Volume 61| Part 11| November 2005| Pages i243-i245

https://doi.org/10.1107/S1600536805029296

Redetermination of CaB₈O₁₁(OH)₄ at low temperature

Seth B. Wiggin ^a and Mark T. Weller ^a ^*

^aSchool of Chemistry, University of Southampton, Southampton SO17 1BJ, England
^*Correspondence e-mail: mtw@soton.ac.uk

(Received 31 August 2005; accepted 15 September 2005; online 27 October 2005)
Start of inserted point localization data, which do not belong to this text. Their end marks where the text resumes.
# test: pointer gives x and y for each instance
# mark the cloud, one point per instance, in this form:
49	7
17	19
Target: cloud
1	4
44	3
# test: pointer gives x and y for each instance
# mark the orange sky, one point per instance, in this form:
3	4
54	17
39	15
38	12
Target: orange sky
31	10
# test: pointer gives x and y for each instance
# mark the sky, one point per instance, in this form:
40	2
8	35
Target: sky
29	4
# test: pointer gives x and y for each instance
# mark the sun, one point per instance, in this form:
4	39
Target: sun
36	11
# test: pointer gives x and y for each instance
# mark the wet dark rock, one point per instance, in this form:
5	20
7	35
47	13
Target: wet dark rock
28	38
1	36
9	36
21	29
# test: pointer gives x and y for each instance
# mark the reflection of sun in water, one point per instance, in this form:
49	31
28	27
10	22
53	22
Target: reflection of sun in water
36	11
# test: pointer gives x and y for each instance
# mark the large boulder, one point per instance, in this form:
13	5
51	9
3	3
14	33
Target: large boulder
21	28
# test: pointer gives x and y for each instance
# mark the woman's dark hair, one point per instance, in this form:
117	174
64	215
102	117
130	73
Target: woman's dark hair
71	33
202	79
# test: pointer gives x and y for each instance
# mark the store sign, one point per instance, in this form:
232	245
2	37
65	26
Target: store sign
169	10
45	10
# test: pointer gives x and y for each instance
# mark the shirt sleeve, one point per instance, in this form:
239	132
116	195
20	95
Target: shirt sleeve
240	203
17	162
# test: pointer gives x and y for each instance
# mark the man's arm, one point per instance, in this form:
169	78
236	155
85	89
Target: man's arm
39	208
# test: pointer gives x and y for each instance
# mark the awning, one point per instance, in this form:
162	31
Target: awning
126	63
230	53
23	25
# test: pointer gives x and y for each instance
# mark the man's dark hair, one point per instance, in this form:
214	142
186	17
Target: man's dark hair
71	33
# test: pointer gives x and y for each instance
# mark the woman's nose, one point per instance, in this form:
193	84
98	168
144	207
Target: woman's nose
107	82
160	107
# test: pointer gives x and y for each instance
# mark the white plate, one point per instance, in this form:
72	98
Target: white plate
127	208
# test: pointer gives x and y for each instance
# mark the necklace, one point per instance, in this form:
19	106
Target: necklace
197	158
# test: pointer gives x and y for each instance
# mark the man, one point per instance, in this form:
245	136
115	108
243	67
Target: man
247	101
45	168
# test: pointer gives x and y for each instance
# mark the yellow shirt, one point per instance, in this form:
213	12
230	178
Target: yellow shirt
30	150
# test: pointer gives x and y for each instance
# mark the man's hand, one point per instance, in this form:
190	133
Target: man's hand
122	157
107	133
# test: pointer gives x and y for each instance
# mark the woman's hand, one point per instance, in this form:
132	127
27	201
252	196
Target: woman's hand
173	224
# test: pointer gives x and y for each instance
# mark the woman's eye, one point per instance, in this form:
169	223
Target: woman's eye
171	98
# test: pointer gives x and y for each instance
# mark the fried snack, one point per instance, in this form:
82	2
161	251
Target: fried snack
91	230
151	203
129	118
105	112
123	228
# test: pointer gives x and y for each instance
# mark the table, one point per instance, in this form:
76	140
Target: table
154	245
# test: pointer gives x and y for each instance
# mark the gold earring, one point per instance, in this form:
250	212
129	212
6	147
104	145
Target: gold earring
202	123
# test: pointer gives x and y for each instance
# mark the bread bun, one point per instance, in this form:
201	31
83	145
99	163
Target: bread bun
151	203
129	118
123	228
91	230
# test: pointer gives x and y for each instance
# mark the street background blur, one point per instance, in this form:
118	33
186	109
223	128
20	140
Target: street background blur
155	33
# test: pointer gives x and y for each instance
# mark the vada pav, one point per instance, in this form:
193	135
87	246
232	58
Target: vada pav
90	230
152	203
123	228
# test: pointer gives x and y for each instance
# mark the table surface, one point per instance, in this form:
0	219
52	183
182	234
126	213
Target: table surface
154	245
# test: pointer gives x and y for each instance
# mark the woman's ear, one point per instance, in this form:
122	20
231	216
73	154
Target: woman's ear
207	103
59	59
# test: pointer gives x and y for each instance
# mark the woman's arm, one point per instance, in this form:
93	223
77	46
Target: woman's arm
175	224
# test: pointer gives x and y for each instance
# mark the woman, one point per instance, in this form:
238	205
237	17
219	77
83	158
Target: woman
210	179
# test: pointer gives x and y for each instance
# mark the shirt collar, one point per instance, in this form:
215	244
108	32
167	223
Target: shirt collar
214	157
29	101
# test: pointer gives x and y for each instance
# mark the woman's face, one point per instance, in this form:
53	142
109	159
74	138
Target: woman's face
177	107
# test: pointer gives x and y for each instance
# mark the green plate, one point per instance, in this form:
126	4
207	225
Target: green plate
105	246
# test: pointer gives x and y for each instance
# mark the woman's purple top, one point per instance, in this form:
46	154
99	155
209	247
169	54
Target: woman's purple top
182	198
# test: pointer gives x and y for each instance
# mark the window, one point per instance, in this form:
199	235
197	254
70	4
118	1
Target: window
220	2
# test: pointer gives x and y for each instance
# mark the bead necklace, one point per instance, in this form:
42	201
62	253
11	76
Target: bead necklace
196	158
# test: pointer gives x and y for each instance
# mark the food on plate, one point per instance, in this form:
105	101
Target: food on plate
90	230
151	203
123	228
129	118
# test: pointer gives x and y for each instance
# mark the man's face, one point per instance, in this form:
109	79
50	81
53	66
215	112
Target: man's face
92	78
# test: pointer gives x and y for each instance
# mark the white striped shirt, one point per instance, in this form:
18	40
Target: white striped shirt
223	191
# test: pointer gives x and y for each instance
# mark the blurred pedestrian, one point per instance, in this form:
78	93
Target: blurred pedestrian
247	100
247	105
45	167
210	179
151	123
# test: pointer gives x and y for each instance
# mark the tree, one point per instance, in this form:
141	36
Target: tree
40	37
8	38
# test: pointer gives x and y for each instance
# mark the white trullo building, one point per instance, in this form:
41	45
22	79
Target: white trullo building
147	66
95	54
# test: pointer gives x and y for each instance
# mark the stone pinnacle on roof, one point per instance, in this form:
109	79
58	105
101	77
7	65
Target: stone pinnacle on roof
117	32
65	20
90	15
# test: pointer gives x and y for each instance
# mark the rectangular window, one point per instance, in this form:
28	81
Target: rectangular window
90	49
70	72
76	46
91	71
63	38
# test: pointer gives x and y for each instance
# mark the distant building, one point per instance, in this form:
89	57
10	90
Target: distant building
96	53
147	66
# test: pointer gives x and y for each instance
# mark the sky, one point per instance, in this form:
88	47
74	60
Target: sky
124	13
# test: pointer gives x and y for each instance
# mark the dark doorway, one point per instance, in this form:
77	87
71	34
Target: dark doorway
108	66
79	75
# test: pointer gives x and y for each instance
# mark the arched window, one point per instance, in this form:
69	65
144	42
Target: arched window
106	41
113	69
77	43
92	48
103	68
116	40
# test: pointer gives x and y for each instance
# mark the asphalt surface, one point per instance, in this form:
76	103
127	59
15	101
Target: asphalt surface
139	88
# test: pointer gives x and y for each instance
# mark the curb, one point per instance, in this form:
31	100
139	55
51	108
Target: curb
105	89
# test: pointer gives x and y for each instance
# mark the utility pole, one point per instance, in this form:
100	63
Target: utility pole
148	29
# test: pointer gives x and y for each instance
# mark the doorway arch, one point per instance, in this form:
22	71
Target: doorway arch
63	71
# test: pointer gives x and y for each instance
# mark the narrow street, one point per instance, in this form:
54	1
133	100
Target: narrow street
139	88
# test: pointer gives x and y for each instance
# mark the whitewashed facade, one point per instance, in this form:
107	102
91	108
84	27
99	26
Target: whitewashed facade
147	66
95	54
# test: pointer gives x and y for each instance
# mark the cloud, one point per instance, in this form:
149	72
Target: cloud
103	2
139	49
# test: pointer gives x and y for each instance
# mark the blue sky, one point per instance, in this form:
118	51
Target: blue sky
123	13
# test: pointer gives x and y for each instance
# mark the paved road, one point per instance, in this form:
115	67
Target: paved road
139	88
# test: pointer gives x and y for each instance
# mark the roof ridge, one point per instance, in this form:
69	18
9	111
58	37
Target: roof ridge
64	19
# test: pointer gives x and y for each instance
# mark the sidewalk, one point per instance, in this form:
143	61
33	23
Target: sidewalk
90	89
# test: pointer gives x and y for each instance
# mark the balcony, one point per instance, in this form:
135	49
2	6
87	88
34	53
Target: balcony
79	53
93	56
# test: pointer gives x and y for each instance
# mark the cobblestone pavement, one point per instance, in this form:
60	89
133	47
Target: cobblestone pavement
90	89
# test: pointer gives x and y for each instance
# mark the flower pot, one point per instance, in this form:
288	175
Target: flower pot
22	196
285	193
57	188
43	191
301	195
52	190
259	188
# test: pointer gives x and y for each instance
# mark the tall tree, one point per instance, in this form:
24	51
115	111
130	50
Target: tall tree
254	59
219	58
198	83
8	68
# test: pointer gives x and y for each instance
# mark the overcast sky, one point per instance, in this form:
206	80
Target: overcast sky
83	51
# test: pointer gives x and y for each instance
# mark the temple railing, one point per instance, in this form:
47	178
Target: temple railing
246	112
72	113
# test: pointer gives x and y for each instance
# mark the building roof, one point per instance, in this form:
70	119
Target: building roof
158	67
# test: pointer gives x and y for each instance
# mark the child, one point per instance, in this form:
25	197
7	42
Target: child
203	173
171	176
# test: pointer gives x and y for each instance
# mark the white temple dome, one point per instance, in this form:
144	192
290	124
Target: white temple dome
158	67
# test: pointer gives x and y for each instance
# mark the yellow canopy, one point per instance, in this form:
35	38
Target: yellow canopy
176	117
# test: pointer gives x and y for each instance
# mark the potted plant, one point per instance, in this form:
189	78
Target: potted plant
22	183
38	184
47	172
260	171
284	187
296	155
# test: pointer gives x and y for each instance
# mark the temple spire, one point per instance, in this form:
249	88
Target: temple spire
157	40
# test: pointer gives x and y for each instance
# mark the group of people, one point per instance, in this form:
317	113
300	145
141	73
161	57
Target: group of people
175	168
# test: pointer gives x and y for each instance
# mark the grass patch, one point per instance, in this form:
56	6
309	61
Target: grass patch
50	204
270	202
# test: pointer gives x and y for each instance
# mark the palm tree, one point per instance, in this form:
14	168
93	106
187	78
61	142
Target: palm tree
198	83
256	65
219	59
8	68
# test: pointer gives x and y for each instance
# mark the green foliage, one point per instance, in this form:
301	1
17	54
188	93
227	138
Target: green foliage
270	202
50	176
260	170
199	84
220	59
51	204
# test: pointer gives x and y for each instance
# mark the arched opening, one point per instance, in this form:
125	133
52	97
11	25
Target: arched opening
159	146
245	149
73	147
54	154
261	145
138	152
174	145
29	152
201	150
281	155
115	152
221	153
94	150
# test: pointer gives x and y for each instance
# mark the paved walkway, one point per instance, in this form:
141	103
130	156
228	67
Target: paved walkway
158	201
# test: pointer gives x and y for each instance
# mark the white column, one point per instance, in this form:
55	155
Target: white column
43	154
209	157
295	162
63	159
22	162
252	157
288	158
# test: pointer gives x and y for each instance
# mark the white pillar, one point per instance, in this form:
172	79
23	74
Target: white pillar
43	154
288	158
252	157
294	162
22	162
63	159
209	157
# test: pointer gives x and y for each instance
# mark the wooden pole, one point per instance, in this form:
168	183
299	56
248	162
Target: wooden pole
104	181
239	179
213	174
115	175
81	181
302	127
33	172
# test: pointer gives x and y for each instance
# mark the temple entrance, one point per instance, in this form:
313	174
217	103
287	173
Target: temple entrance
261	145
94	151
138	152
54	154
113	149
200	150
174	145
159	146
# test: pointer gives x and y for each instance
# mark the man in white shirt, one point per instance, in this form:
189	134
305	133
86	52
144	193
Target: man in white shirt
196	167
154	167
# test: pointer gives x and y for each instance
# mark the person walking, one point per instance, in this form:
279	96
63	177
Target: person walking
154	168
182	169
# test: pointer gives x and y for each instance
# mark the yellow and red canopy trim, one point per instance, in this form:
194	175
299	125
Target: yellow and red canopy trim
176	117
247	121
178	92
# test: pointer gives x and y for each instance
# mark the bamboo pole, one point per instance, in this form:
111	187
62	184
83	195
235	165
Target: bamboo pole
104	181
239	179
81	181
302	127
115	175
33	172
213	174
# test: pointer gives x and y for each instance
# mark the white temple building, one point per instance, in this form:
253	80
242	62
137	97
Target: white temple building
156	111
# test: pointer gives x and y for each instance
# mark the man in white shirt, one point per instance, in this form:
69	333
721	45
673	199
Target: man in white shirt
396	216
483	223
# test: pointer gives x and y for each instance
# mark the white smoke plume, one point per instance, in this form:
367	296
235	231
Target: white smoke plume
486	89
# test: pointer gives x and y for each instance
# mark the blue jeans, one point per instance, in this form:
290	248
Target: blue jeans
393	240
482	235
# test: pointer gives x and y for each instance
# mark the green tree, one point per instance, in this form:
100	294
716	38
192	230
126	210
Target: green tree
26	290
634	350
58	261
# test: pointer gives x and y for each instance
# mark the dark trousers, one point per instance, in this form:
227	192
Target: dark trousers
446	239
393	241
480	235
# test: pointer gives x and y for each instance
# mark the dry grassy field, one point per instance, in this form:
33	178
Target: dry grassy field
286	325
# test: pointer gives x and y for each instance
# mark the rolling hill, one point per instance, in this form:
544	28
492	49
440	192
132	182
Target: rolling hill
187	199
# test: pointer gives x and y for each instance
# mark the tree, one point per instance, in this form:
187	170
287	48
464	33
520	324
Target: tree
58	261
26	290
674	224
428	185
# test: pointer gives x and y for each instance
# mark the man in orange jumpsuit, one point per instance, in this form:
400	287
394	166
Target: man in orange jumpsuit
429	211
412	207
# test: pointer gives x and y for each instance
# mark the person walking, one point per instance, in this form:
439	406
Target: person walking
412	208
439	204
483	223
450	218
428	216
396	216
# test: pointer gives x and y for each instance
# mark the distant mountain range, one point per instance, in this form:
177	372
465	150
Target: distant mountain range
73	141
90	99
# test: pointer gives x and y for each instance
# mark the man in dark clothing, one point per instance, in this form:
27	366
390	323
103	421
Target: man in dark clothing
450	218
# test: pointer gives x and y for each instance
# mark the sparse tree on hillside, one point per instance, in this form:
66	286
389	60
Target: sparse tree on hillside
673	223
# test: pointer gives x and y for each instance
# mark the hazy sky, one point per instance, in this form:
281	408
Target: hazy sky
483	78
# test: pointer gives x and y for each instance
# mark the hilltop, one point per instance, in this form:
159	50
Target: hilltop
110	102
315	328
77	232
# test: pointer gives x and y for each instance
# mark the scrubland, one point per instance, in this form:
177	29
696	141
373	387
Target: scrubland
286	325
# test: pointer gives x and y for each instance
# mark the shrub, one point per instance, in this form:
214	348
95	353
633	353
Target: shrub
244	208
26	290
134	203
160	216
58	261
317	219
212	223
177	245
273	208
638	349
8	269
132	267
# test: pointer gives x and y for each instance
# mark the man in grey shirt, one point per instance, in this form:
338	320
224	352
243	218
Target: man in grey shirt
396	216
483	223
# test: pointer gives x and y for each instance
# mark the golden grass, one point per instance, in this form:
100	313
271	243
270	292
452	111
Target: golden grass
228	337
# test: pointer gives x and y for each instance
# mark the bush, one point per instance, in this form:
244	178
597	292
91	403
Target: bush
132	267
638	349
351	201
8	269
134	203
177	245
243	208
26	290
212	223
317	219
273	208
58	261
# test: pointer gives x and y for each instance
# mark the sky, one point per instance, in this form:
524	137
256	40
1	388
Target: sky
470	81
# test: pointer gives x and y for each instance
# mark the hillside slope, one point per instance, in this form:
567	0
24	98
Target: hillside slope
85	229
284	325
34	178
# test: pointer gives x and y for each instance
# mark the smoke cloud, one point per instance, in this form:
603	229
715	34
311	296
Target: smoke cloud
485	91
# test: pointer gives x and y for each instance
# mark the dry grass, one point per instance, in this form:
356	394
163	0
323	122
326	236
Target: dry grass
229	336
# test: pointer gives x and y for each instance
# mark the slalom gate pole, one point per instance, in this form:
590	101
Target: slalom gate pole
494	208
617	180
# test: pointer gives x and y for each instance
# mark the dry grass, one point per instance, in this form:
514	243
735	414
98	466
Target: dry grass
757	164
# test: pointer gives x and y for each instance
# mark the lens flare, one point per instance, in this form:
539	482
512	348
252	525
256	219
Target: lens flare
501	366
The structure of CaB₈O₁₁(OH)₄ (calcium octaborate tetrahydroxide) [Zayakina & Brovkin (1978 ). Kristallografiya, 23, 1167–1170] has been redetermined at 120 (2) K with improved precision. The O—H⋯O hydrogen-bonding arrangement has been established, based on freely refined H-atom positions.

Comment

During the investigation of templated boroarsenate frameworks, single crystals of the known (Zayakina & Brovkin, 1978) title compound, (I) (Fig. 1), were obtained from a molten salt reaction of CaCl₂, H₃BO₃ and NH₄(H₂AsO₄). This redetermination at 120 (2) K offers a significantly better structural model and the H-atom positions and hydrogen-bonding scheme have been established. There is also an isostructural strontium material, strontioborite, reported by Brovkin et al. (1975 ).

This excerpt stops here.